Kaley Pugh, the manager of animal protection services with the Saskatchewan SPCA, attended Irving's previous animal neglect trial in that province.

The Calgary Eyeopener's David Gray spoke with Pugh Friday morning. What follows is an edited transcript of that interview:

David Gray (DG): What is April Irving's history with the SPCA in Saskatchewan?

Kaley Pugh (KP): In 2010, we seized 82 dogs from her after an approximately year-long investigation. Those dogs were found in conditions that required their seizure to relieve them of their distress.

They didn't have adequate shelter, quite a number of them were quite thin, there were problems with the food and water available to the dogs as well.

DG: Was she convicted under the Criminal Code?

KP: She was convicted under the provincial animal protection act. Criminal Code charges were laid, but she was found not guilty on those ones.

DG: What was the judge's reason for the ruling on that, do you remember?

KP: It hinged on the wilfulness of her actions.

DG: Why, if she's prohibited in one province, would that not apply in another province?

KP: I can't explain the exact legal reason for that, but it only applies in the jurisdiction where the charges were applied.

DG: So what's it like for you to see a repeat offender show up in another province?

KP: It's very frustrating.
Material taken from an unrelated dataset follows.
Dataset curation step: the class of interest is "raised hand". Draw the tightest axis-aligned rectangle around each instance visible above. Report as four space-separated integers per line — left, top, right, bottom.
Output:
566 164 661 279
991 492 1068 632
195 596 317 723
I wish I could say this is the only time we've heard of this happening, but unfortunately it's not.

We've had people from other provinces move here and re-offend, we've had people from Saskatchewan move other places. And it's disheartening to see all the hard work, just to have animals in distress again. In similar situations, just in a different province, it's very frustrating.

DG: It's one thing to apply the law and regulations, another to enforce it. Even if April had remained in Saskatchewan, how would you monitor and enforce the order that she not own more than two dogs?
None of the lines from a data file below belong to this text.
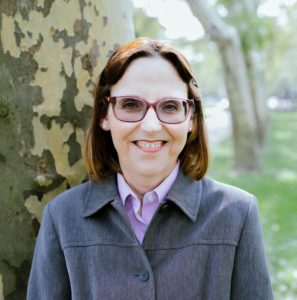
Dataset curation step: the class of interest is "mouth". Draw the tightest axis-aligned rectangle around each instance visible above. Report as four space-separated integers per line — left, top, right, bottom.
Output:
133 140 166 153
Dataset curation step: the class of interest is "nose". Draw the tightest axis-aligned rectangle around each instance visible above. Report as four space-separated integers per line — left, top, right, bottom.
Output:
140 107 162 132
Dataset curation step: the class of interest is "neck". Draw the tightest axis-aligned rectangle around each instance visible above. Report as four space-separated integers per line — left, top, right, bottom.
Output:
121 167 176 201
122 174 162 201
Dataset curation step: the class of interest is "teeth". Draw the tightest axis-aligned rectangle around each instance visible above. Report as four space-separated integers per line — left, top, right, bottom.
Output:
136 141 162 149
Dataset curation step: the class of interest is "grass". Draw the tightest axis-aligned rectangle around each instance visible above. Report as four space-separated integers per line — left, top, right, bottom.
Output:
208 111 297 300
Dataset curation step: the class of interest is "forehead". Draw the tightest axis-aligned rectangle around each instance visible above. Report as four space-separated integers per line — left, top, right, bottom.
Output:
110 56 187 99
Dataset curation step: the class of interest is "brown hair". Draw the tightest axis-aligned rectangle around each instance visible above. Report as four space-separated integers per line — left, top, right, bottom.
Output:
84 38 209 180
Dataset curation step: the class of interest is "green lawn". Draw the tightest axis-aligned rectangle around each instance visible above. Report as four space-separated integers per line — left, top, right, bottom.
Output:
208 111 297 300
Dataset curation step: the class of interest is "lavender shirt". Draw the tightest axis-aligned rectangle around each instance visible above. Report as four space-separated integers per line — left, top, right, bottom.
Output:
117 163 179 243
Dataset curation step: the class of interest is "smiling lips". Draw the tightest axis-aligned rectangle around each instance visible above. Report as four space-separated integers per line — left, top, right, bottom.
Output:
134 140 165 153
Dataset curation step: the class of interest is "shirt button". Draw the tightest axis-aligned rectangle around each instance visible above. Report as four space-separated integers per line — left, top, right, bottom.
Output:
138 270 150 282
160 203 170 211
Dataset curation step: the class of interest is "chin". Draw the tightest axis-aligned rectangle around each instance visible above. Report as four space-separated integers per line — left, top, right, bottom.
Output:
134 163 171 178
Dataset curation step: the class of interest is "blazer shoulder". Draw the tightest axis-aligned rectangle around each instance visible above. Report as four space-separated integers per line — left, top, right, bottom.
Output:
201 176 257 219
203 176 255 201
198 177 261 243
45 175 118 220
47 181 91 213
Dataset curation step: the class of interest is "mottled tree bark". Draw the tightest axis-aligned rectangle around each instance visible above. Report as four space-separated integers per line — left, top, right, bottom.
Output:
186 0 260 171
0 274 3 300
0 0 134 298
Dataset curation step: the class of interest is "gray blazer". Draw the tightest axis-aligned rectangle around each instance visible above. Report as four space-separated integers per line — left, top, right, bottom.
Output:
27 170 273 299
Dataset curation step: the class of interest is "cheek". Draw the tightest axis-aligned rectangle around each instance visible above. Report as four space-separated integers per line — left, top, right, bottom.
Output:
109 130 127 160
108 121 135 152
179 130 190 150
109 125 124 147
168 125 190 149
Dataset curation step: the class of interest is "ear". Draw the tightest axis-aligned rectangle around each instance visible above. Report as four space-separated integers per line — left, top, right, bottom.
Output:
100 118 110 131
188 117 194 132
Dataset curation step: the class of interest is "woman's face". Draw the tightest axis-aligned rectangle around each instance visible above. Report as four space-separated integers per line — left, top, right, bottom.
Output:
102 56 193 184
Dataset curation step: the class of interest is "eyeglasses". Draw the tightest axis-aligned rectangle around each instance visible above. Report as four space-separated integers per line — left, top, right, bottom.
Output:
105 96 194 124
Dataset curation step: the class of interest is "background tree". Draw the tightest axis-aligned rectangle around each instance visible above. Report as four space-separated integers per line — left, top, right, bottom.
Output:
216 0 270 145
0 0 134 298
134 7 166 39
264 1 297 100
186 0 261 171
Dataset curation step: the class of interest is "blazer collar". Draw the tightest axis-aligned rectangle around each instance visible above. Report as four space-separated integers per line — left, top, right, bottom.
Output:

KP: It can be difficult, especially if people are moving around and not providing their address as they are required to do. But generally members of the community are pretty good about keeping an eye on people.

And if somebody shows up in the community and they find out that this person shouldn't be owning animals, they'll call and let us know.
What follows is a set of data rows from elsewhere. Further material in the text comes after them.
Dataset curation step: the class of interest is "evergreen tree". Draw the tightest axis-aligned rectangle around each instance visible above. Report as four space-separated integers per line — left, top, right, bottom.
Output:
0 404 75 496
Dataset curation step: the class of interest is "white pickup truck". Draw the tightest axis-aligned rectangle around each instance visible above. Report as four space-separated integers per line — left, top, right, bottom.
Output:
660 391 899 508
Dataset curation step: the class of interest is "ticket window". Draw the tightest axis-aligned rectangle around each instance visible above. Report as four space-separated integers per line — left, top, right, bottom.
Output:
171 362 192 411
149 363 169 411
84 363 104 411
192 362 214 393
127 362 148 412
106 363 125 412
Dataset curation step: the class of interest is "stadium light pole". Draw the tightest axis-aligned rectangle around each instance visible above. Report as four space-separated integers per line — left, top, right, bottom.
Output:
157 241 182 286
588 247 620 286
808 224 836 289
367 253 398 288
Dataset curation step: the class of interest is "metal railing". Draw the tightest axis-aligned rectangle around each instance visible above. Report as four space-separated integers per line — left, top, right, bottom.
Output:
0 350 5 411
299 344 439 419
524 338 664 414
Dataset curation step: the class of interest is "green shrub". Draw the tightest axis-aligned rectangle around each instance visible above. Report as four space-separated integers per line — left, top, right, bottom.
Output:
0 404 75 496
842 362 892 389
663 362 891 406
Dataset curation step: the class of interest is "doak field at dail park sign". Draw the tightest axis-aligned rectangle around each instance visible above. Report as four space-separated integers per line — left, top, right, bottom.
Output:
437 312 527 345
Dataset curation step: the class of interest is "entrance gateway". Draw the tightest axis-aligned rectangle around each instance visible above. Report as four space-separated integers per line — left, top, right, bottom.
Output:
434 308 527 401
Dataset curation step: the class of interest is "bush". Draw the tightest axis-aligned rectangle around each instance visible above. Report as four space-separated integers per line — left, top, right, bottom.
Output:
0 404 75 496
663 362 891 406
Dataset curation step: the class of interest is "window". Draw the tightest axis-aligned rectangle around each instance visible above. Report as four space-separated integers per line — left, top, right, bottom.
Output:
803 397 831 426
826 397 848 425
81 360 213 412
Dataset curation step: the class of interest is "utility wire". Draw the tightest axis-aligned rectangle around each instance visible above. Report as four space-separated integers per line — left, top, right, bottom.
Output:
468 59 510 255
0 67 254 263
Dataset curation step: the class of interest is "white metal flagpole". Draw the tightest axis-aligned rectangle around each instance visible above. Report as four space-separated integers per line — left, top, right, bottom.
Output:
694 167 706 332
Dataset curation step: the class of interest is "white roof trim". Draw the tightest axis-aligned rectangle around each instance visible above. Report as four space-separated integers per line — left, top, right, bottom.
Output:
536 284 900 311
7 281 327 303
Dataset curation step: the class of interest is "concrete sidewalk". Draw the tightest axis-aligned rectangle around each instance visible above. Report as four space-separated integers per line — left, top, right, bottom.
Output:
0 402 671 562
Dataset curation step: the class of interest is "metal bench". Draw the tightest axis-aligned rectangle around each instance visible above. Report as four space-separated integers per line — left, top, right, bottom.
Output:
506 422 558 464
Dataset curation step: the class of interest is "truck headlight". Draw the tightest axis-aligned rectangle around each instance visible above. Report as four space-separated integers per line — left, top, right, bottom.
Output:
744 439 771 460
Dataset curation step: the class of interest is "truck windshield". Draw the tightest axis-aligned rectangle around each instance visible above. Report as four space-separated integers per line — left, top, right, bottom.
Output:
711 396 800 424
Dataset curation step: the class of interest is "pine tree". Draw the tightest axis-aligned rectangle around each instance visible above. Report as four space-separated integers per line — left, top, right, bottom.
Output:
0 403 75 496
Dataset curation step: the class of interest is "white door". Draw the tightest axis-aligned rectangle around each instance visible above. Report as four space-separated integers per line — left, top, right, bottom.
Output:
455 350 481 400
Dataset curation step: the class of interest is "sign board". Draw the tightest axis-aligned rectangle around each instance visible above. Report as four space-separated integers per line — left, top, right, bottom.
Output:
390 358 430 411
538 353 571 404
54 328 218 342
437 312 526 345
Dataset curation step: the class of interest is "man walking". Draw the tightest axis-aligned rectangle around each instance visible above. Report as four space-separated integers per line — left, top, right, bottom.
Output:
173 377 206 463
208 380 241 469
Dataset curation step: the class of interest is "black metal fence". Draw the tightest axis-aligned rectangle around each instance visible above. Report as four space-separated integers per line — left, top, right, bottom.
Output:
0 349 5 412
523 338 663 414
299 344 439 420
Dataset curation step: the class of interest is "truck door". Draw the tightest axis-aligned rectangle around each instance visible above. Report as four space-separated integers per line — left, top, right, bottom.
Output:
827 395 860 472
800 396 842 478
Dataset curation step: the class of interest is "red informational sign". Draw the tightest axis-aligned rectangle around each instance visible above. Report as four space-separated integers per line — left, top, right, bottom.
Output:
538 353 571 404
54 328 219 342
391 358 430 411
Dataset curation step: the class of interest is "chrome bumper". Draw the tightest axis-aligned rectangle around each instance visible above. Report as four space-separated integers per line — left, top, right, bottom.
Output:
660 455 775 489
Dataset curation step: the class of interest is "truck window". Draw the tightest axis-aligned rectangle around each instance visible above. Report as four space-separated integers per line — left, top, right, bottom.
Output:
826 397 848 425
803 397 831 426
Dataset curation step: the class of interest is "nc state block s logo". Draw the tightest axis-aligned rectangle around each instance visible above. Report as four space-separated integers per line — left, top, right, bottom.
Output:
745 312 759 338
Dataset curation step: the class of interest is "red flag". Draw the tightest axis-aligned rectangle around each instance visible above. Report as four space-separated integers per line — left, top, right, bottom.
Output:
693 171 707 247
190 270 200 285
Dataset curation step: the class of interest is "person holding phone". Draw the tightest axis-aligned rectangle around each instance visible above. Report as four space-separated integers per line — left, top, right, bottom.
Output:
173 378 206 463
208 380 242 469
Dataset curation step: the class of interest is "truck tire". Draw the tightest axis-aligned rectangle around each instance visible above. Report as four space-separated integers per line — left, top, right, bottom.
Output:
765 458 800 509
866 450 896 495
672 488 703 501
And there's certain people that if you have a fairly good feeling that they're going to be breaching their prohibitions, we do have capability of monitoring those sorts of situations. But it's always a resource challenge to do that.

DG: What do we know about people who hoard animals?

KP: One of the traits of hoarding is not necessarily seeing what you're doing to the animals and having a twisted perspective of what's actually going on. I would say from attending the trial in Saskatchewan, that's one of the things that she was fairly consistent about.

She did not ever admit there was anything wrong with her animals here, despite fairly clear evidence that there was.

Obviously, she was convicted here. I would suspect that there are certainly mental health issues in these sorts of cases.

DG: We're told April Irving is now suing the Alberta SPCA and wants her animals returned. What do you make of that?

KP: It's not uncommon, people try that with us as well. It's one of the avenues that they have to get the animals back.

And especially when people don't seem to have any understanding that the animals were in distress, they quite often feel that their rights were violated when the animals were removed.

I believe she actually did a similar thing in Saskatchewan, and we've had several people do that here. It's frustrating. It's a waste of resources to be frank, for the courts and for the SPCA involved.

But I suppose people have the right to use the system when they feel they've been wronged.

DG: This situation has put a strain on the SPCA and the animal shelter system in this part of the province — 200 dogs coming in — you can imagine what that's like. What's the hope for the future of these animals?

KP: I think things are definitely looking up for them now. It's my understanding that they are in situations where they are receiving good care.

And I would hope that most of the dogs will be rehabilitated and placed into proper homes and situations that will be much better for them in the long term.